2.3. Counting segment types¶
Widget Count takes in input one or more segmentations and
produces frequency tables such as tables 1 and 2
here. To try it out, create a schema such as
illustrated on figure 1 below. As usual,
we will suppose that the Text Field instance contains
a simple example. The Segment instance is configured for
letter segmentation (Regex: \w
and Output segmentation label:
letters). The default configuration of the instances of
Convert and Data Table (from the Data tab of Orange
Canvas) needs not be modified for this example.

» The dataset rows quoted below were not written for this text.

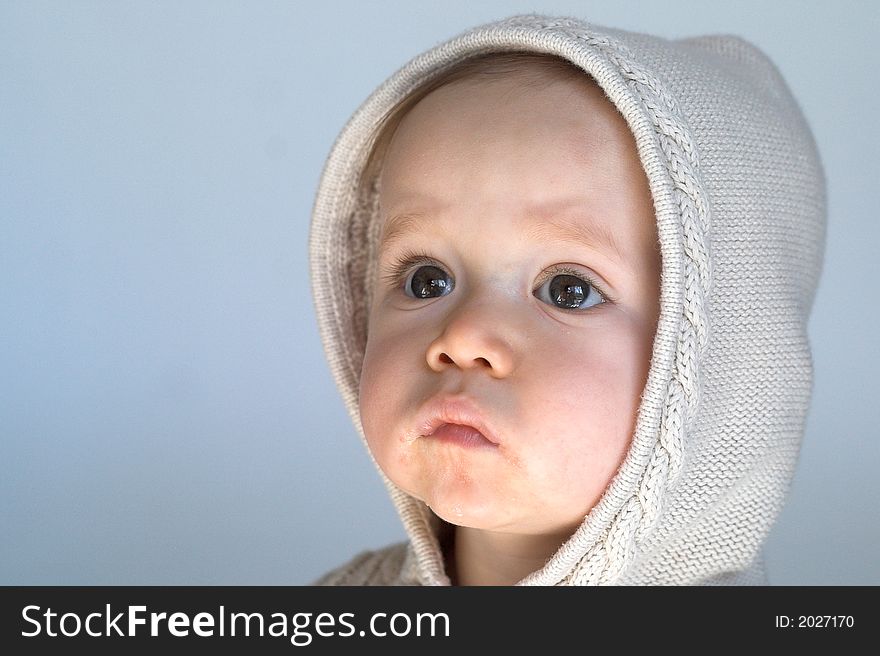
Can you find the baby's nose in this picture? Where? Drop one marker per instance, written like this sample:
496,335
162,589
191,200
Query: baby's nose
472,341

Basically, the purpose of widget Count is to determine the frequency of segment types in an input segmentation. The label of that segmentation must be indicated in the Segmentation menu of section Units in the widget’s interface, while other controls may be left in their default state for now (see figure 2 below). Clicking Compute then double-clicking the Data Table instance should display essentially the same data as table 1 here (with possible variations in the order of columns).

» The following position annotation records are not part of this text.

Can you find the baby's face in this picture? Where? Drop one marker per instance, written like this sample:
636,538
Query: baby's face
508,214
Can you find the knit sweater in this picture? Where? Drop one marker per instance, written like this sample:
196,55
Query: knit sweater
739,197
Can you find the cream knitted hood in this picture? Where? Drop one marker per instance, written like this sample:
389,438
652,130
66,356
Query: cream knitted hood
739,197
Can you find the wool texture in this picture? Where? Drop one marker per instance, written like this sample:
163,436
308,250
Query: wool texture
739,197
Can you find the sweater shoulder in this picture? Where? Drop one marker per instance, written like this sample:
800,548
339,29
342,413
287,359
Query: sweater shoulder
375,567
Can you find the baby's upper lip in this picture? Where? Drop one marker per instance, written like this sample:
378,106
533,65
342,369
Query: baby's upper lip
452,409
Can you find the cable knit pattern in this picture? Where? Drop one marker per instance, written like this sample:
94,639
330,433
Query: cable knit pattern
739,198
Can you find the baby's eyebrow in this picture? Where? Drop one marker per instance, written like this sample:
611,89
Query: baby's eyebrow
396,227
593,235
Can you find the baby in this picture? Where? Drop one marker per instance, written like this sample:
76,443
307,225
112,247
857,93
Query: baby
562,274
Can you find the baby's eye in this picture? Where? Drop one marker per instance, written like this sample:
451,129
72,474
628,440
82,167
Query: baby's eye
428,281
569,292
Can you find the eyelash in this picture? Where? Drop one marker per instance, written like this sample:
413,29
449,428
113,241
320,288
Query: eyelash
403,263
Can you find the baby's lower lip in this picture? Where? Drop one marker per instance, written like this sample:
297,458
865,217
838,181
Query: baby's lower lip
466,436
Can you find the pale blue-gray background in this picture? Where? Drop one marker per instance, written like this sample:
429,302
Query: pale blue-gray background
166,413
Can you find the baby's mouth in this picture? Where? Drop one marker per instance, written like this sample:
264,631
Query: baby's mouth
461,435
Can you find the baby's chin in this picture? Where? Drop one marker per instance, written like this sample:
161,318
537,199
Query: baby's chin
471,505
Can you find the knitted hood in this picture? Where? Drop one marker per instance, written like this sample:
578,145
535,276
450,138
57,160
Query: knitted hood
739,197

Note that checkbox Compute automatically is unchecked by default so that the user must click on Compute to trigger computations. The motivation for this default setting is that table construction widgets can be quite slow when operating on large segmentations, and it can be annoying to see computations starting again whenever an interface element is modified.
To obtain the frequency of letter bigrams (i.e. pairs of successive letters), simply set parameter Sequence length to 2 (see table 1 below). If the value of this parameter is greated than 1, the string specified in field Intra-sequence delimiter is inserted between successive segments for the sake of readability–which is more useful when segments are longer than individual letters. Note that in this example, word boundaries are not taken into account–nor even known, in fact–which is why bigrams as and ee have a nonzero frequency.
as | si | im | mp | pl | le | ee | ex | xa | am |
---|---|---|---|---|---|---|---|---|---|
1 | 1 | 1 | 2 | 2 | 2 | 1 | 1 | 1 | 1 |